Die Financial Times schrieb am 24. Februar: „Finanzanalysten und geopolitische Experten waren der Ansicht, dass China Russland wahrscheinlich helfen würde, diese Sanktionen zu überstehen, hauptsächlich durch Ressourcengeschäfte und Kredite mehrerer staatlicher Banken, während es gleichzeitig versuchen würde, Schaden an seinen eigenen wirtschaftlichen und finanziellen Interessen zu vermeiden.“
Das zur Weltherrschaft drängende China ist die wirkliche Herausforderung des Westens
China ist also nicht unparteiisch. Mehr noch, der Westen wird begreifen müssen, dass nicht Russland sein größtes Problem ist, sondern das zur Weltherrschaft drängende China die wirkliche Herausforderung des Westens darstellt. Oberstes Ziel westlicher Wirtschaftspolitik, ihre strategische Ausrichtung muss daher in der strategischen Reduktion wirtschaftlicher Abhängigkeit von China bestehen. Das chinesische Wirtschaftssystem kann nur durch Expansion und Exploitation existieren, nur so kann die chinesische Führung einen Wohlstand in China garantieren, der die Herrschaft der Kommunistischen Partei sichert.
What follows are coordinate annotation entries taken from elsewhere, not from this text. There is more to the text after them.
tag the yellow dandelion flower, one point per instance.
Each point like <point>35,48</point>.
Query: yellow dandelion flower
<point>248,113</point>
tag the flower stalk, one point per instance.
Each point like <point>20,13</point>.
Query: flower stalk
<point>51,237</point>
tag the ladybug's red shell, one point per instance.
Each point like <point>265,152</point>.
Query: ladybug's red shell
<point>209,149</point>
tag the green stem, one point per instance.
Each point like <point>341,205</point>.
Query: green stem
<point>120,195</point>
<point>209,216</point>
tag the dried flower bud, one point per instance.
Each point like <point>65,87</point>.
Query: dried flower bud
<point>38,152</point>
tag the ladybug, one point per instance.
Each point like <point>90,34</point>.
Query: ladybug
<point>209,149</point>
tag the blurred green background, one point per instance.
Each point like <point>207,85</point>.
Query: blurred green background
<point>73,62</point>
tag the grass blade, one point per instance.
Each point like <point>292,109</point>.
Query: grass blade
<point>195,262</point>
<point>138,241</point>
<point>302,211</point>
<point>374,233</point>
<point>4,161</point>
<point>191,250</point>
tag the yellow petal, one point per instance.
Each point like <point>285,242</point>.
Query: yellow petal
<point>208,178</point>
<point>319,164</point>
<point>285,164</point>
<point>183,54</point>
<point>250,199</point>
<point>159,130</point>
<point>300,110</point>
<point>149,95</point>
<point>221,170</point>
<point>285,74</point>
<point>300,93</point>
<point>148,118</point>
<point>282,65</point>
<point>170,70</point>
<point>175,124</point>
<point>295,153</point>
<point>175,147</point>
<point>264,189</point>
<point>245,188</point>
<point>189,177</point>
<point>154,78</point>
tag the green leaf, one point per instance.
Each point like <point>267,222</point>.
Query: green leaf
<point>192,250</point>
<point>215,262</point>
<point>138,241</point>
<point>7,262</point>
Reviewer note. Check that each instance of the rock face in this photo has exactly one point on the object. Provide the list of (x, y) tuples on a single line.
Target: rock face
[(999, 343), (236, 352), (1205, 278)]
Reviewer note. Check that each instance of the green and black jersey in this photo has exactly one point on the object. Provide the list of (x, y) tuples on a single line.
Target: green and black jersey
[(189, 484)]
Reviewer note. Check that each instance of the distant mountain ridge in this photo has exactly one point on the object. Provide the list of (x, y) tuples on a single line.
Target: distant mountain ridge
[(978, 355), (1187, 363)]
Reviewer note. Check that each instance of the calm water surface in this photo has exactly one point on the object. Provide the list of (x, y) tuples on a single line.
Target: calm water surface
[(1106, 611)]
Es ist wahr, vorerst besitzt der Westen nicht mehr als Rhetorik. Die Sanktionen, die er verhängt, werden ihm höhere Kosten auferlegen als Russland. Aus selbstverschuldetem Mangel an Alternativen wird er diese Sanktionen nun klug aussuchen und beschließen müssen, wissend um ihren begrenzten wirtschaftlichen Erfolg. Man wird die Sanktionen wohl als eine Art politisch verursachter Verlustabschreibung betrachten. Doch sie sind nur dann nicht wirklich verloren, wenn der Westen daraus die richtigen Schlussfolgerungen zieht. Er wird sich neu erfinden müssen – und er kann es, weil die Stärke des Westens darin besteht, ein lernfähiges System zu sein. Der Westen muss sich erneuern, wenn er eine Zukunft, wenn die Freiheit eine Zukunft haben soll.